Das Händchen für schlagereske Texte beweist Lombardi auch mit "Phänomenal". Die Verse "Zeig mir deinen Hüftschwung / bitte nochmal (ey) / so phänomenal / bist erste Liga, so wie Real (ey)" sprechen da eine deutliche Sprache. Musikalisch hält die Nummer mit seichtesten Dancehall- und R'n'B-Beats immerhin passend das Niveau des Textes. Weil es so schön ist, landet der Song auch gleich ein zweites Mal in Form einer klavierunterlegten Ballade auf der Platte.
In "Standort" erzählt Feature Dardan dann noch wenig geistreich von seinem schwierigen Spagat zwischen dekadentem Rapperleben aus edlen Uhren, unbegrenzten Geldquellen, SUVs und bodenloser Einsamkeit. Zum Abschluss steuert auch Dieter mit "Du Bist Die Eine" als Bonustrack noch den obligtorische Bohlen-Song zum Album bei. Man lässt sich ja nicht lumpen.

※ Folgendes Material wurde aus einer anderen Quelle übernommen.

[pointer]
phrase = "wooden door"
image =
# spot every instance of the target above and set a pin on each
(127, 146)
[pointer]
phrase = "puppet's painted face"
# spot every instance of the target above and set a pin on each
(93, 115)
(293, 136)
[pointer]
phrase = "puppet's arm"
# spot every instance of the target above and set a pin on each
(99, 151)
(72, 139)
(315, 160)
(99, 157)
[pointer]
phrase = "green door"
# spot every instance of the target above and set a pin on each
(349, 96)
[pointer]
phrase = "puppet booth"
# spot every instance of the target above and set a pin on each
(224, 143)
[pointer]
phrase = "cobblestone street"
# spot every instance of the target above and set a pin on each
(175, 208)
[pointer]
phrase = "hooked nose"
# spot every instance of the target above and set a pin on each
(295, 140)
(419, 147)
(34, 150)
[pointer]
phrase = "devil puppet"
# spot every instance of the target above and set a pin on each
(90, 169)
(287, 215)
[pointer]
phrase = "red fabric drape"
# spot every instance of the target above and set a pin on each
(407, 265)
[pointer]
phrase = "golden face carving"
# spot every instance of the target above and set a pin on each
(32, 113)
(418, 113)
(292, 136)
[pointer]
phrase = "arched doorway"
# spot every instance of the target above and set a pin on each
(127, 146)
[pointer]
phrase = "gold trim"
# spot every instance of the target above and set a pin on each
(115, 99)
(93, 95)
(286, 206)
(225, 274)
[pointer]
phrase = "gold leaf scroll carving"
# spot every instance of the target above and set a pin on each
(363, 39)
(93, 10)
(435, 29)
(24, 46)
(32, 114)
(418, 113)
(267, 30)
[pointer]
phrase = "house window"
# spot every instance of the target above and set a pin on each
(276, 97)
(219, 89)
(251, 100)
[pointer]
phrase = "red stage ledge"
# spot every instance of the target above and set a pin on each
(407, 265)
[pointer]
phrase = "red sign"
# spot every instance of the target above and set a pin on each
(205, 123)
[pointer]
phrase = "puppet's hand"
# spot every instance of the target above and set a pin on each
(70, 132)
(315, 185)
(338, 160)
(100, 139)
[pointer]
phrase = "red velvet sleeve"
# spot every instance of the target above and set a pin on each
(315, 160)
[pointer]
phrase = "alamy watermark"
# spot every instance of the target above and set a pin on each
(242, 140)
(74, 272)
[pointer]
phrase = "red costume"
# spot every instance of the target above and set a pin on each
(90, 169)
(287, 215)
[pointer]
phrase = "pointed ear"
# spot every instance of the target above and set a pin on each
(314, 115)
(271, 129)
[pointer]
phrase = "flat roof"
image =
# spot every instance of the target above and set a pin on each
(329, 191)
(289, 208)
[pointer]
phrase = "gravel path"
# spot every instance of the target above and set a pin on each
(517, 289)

Der "Unterhaltungshörer ist der, auf den die Kulturindustrie geeicht ist, sei es, dass diese, nach ihrer eigenen Ideologie, ihm sich anpasst, sei es, dass sie ihn erst schafft oder hervorlockt" schrieb Theodor Adorno in seiner Musiksoziologie. Diese etwas trockene Theorie füllt Pietros "Lombardi" mit Leben.
7 Kommentare mit 9 Antworten
Ist laut dieser Promo-Texte nicht jedes Album von diesen Poptröten das bislang "persönlichste und facettenreichste"?
So etwas nennt man Weiterentwicklung.
Lächerliche Rezi. Gerade in so schwierigen Zeiten wie diesen ist alles erlaubt, das den Menschen ihre Lebensfreude zurückgibt und dass Lombardis Output dafür nun einmal bestens geeignet ist - Malle-Urlauber können es bestätigen - sollte außer Frage stehen.
Lol, schon klar. Wenns aber scheiße ist,... dann ist es nun mal scheiße.
Gute Satire, wäre fast drauf reingefallen.
wie ein weiser mann mal sagte...
hast du scheisse am schuh
hast du scheisse am schuh!!!
Dieser Kommentar wurde vor 4 Jahren durch den Autor entfernt.
Leute die Lombardi hören, sind um 100% gefährderter sich mit Corona anzustecken, da die dämonischen Geräusche dieser Platte das Immunsystem stark abschwächen!
Also mir hat das Album eher Lebensfreude geraubt anstatt mir welche zurückzugeben...
Bei Menschen mit einem IQ über 80 ist beim Genuß dieser Platte wher eine Abnahme des Lebenswillen zu beobachten.
Die scheibe ist wie ein unschöner stuhlgang. es muss raus, aber wenn es schmiert wie atze, helfen auch keine 20 klopapierrollen.
„Bist erste Liga so wie Real“ - alter. Anbiedern an die fussballaffine Cloudraphörerschaft, aber dass Real Madrid in der ersten Liga spielt ist jetzt mal echt kein Qualitätsmerkmal des weißen Balletts. Selbst Paderborn spielt erste Liga.
Hätte man da nicht wenigstens Champions League nehmen können?
Was für ein Traumpaar: Corona schädigt die Lungen, Lombardi die Hirne.
Also wenn man ganz fair sein will: Es ist einerseits erträglicher als der sonstige Pop-Schlager a la Helene Fischer und co, andererseits auch erträglicher als der ganze fürchterliche Deutsch-Trap-Rap-Schrott. Viel erträglicher sogar. Allein dafür hätte das Album zwei Sterne verdient.
Das geringere Übel zu sein ist kein Pluspunkt. Unhörbarer Müll bleibt unhörbarer Müll.